Grande professor, grande homem, um senhor.

(Jean-François Lézé)

Foi um professor maravilhoso, cheio de generosidade, sabedoria e gentileza.

(Fátima Fonte)

Que notícia tão triste… uma pessoa fantástica de enorme generosidade e saber, a quem tanto devemos no campo da Acústica e da Organologia.

(Cristina Fernandes)

Foi meu professor, e os livros dele são insubstituíveis. Têm-me acompanhado desde os tempos do Conservatório.

(Fernando Manuel Rodrigues)

Triste notícia! Deixa um legado importante para os estudos em organologia e acústica.

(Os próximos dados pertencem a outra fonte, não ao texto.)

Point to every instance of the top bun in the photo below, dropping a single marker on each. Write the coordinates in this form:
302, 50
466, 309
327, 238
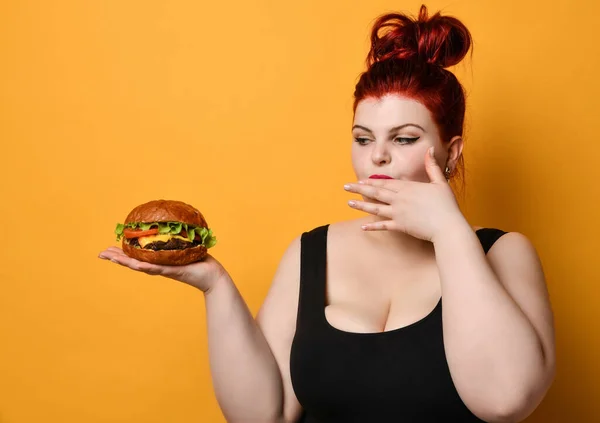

(Rodrigo Teodoro de Paula)

Meu professor! Dos melhores que tive…

(Paulo Bastos)

Por todo o lado têm sido publicados imensos sentimentos de pesar pela perda súbita do professor Luís Henrique. Ao mesmo tempo, vi tanta felicidade da parte de todos por terem tido o privilégio de terem convivido com ele, e descrições maravilhosas de memórias e acontecimentos, o que só prova o quanto ele foi uma pessoa extraordinária, um ser humano de uma delicadeza e empatia inigualáveis e, ao mesmo tempo, um profissional do mais alto nível.

(Carla Quelhas)

Para além do muito, muito que aprendi com Luís Henrique, meu querido professor de Acústica no Conservatório de Música do Porto, ele foi, tão simplesmente, a pessoa responsável por eu ter seguido o meu percurso profissional como músico, e não como geógrafo ou advogado. Já não o via há muitos anos, mas devo-lhe tanto, tanto… Lamento muito que tenha partido. Obrigado, Professor Luís Henrique.

(Carlos Canhoto)

Uma homenagem a este homem Maior, o Prof. Luís Henrique foi provavelmente o grande mestre do estudo da Acústica na formação de músicos em Portugal; os seus livros os manuais de referência quer de conservatórios quer das instituições de ensino superior. Fomos uns privilegiados aqueles que puderam ter assistido às suas aulas na Escola Superior de Musica e Artes do Espectáculo já depois da edição do “Acústica Musical”.

(Henrique Portovedo)

Não conhecia pessoalmente, mas é uma grande referência para a Organologia e Acústica de um modo geral…
(Maria José Borges)

Nos últimos anos, uma vez reformado, passou a dedicar uma parte do seu tempo livre à divulgação e a facultar a experimentação quer no plano acústico, quer no organológico, a crianças e jovens do ensino básico e secundário, nos conservatórios, academias e escolas profissionais por todo o país. Testemunhei isto uma vez, há uns 8 anos (salvo erro) na Figueira da Foz. Foi um enorme sucesso e alegria!